July 21, 2016
I stumbled upon this brilliant Youtube series on value investing and how to buy quality companies (whether through stocks or otherwise).
I have watched about 5/38 videos (total will be about 10 hours worth of viewing time), but I’ll probably get around to watching all of them eventually and they’re amazing from what I’ve watched so far. The first and most valuable video I watched so far was this one:
To summarize the first 5 videos of the series:
- equity = assets – liabilities (ie. if you own a $100k home but still owe the bank $80k from your mortgage, your equity is $20k)
- earnings = net income / # of company shares
- book value = equity / # of company shares
- P/E = price / earnings; this is a measure of profitability (ie. a P/E of 5 represents a 20% return in 1 year if the company maintains the exact same net income; for every $5 spent, you get $1 back)
- P/BV = price / book value; this is a measure of safety (ie. a P/BV of 1 means you would get 100% of your money back if the company liquidated right now; 4 would mean 25%)
- Graham & Buffet only looked at companies with a P/E under 15 and a P/BV under 1.5; they then created a new metric… P/E * P/BV and said it should be under 22.5 (15*1.5)
- This is a beautiful valuation method because it accounts for both potential return AND risk
- Lastly, why is the stock market so profitable? Because the general public doesn’t buy great companies, they trade stocks. Therefore, from time to time a great company will be on discount. Is it bad to buy an amazing pair of jeans for $70? No, but it would be so much sweeter if they were $50. Or $40. Or $30… etc. The general point the author made, is that the method of buying a business in real life is not different whatsoever than purchasing shares in a company, which is really cool IMO and valuable if you ever want to become an entrepreneur or business guru.
I think I’ll learn a lot more about this as I go through the videos so I’m super stoked and I’ll let you know when I learn other significant stuff.
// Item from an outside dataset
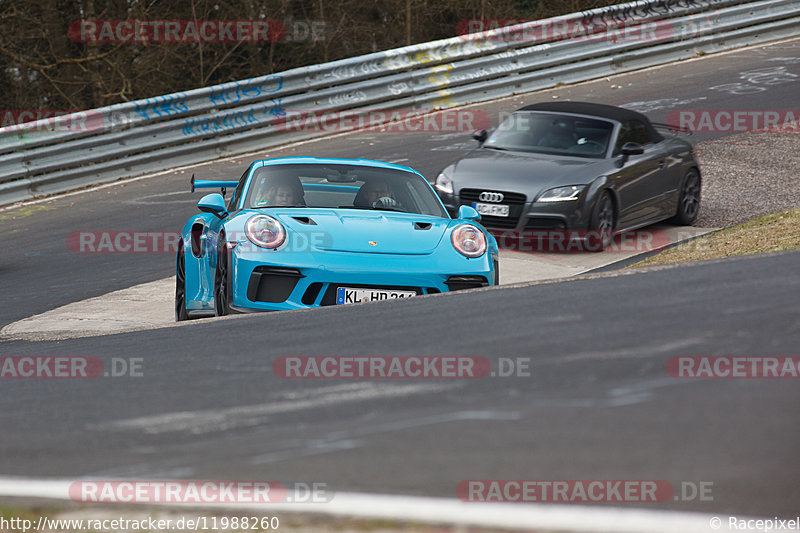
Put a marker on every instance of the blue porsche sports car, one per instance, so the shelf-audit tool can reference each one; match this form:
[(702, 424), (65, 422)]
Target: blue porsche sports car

Or maybe you should watch em too!
Cheers,
Zach
“We make a living by what we get. We make a life by what we give.”
Update: I have since learned that there is much more to valuation than this. Please read my 2017 Annual Investment Review and Mid-August 2018 Update as I learn to apply other methods.
Furthermore, it was misleading of me to suggest that these are the metrics Buffett uses. Perhaps he did in his very early days, but his comprehension of value goes much deeper than this.